In a parliamentary form of government, the legislature is supreme — it alone has the right to make laws and all that the courts can do is to interpret them. This powerful instrumentality should not be misused to make laws that are against the principles of justice, or make something legal that is patently illegal. In this perspective, Union Urban Development Minister Jaipal Reddy’s declaration that the government will, if necessary, bring a constitutional amendment to curtail the sealing and demolition drive in the national capital is a matter of some concern. The Constitution is a carefully worked out document, and each amendment should be made with great deliberation and foresight.
Mr Reddy has cited the need to protect the interests of the ‘people’ in bringing about a constitutional amendment. Actually, the interest of the people lies in legislation that provides them living spaces that are clean, affordable and safe, alongside their places of work and leisure. Commercial activity must be seen as the heart of urban life, giving life and soul to a city, rather than be its enemy. In many urban centres across the world, it is not unusual to see commercial establishments and residences side by side. The idea of strict segregation through zoning is a very modern one, to be found in suburban areas built around the automobile. But coexistence should not mean that any kind of commercial activity can be permitted in residential areas, or that urban planning principles are to be dispensed with altogether. There is need for a golden mean that works to the benefit of the people living in cities both as residents and workers.

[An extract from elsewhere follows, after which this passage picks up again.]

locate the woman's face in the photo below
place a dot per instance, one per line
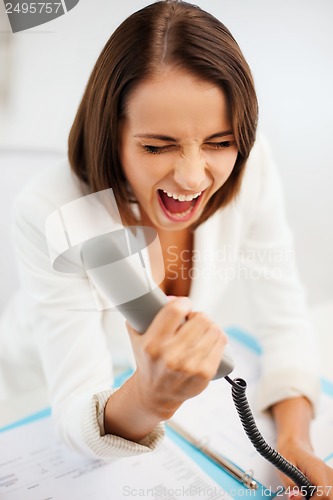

The problem is that building and habitation laws have been violated in New Delhi for decades, and for this, government bodies — municipal, state and central — must bear a great share of the blame. They have signally failed to provide for adequate commercial space, giving rise to the problem of misuse of residential space. In recent months, the shoddy handling of the problem, compounded by blatant politicking, has generated fear, confusion and anger among sections of the citizenry, leading to avoidable violence. The current situation of urban anarchy cannot be resolved through legal fiat or be handled by agitation and confrontation. It requires a sensitive and humane handling on the part of the government and the courts, as well as an ability to work out a compromise between the need to apply the law, and the manner of its application.